И Миллер ушел, но 8998 успокоилась не сразу. Это сыграло злую шутку. Ее крики пробудили Голоса, они теперь вторили ей, кричали. Пилюли большинство еще не получили, а те, кто уже принял лекарство, не успели дождаться его действия. Это вынуждало подчиняться Голосам, теряться в них и кричать, как они. Теперь орали, кажется, все кирпичи, и Голоса становились все громче, пока не пришло облегчение. Оно пришло со стороны одной из комнат. Послышался страшный грохот, стены затряслись, а небольшие кристаллы, висевшие над входом у каждого, вдруг лопнули.
Короткое облегчение сменилось Голосами куда более четкими. 5897 смотрел на 9888, он светился, а потом опустил взгляд на свои руки и понял, что тоже светится. И вообще, в коридоре стало слишком светло. Все кирпичи светились. А потом последовали еще несколько громких звуков и ослепляющих вспышек света. После них вместо двух кирпичей, выбежавших в коридор, остались трупы с выжженными глазницами, пахнущими паленой плотью.
Среди людей началась паника. А кирпичи спешно собирали упавшие пилюли, запихивая их в рот. Ни у кого из них не было сомнений, что послужило смерти других – Голоса. Значит, их нужно было заглушить как можно скорее.
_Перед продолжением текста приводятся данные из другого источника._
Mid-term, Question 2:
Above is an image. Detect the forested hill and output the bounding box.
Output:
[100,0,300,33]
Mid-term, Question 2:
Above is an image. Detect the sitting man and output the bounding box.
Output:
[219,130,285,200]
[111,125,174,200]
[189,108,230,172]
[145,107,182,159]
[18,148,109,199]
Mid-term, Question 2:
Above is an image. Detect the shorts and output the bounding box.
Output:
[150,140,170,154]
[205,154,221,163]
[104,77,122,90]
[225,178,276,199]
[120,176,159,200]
– Стойте! – заплаканная 8998 выскочила из комнаты, вцепилась в запястья 5897 и 9888 и с жарким безумством воскликнула: – Это наш шанс!
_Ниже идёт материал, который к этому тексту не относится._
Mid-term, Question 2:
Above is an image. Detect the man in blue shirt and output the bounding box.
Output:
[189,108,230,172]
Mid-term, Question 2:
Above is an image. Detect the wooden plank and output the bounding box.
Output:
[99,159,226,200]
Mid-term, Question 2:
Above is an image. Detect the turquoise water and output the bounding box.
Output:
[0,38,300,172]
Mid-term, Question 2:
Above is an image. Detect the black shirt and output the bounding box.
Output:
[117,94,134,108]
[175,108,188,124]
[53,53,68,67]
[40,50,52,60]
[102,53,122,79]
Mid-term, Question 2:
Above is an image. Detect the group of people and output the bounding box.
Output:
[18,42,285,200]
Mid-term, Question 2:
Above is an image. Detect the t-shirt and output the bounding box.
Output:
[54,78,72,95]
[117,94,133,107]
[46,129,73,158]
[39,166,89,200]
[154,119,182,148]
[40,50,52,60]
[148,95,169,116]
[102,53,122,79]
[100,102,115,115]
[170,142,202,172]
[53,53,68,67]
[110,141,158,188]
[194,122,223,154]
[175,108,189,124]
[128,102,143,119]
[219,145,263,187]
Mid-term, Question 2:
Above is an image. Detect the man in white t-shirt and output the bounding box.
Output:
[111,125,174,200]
– Шанс? – глупо переспросил 5897, проглатывая пилюлю.
– Убежать!
– Зачем? – искренне не понимал 9888. Действительно, ведь они кирпичи, а здесь их место. Зачем бежать, да и куда?
– Тут только боль! А я слышала, что за стенами есть другой мир! И я знаю, что мы пришли оттуда! Нам нужно уйти!
Препираться не было сил, да и оставить 8998 в таком состоянии было нельзя. Они побежали за ней по коридору, пока она не остановилась у знакомого кабинета Миллера. А затем щелкнула пальцами, на кончиках которых появился огонек.
– Как ты это сделала? – удивился 9888.
– Видела, как Миллер делает так. Я и вас научу! – пообещала она, стряхивая огонек. Он был ярко-красным, но, когда языки пламени начали касаться бумаги и других вещей, огонь становился самым обычным.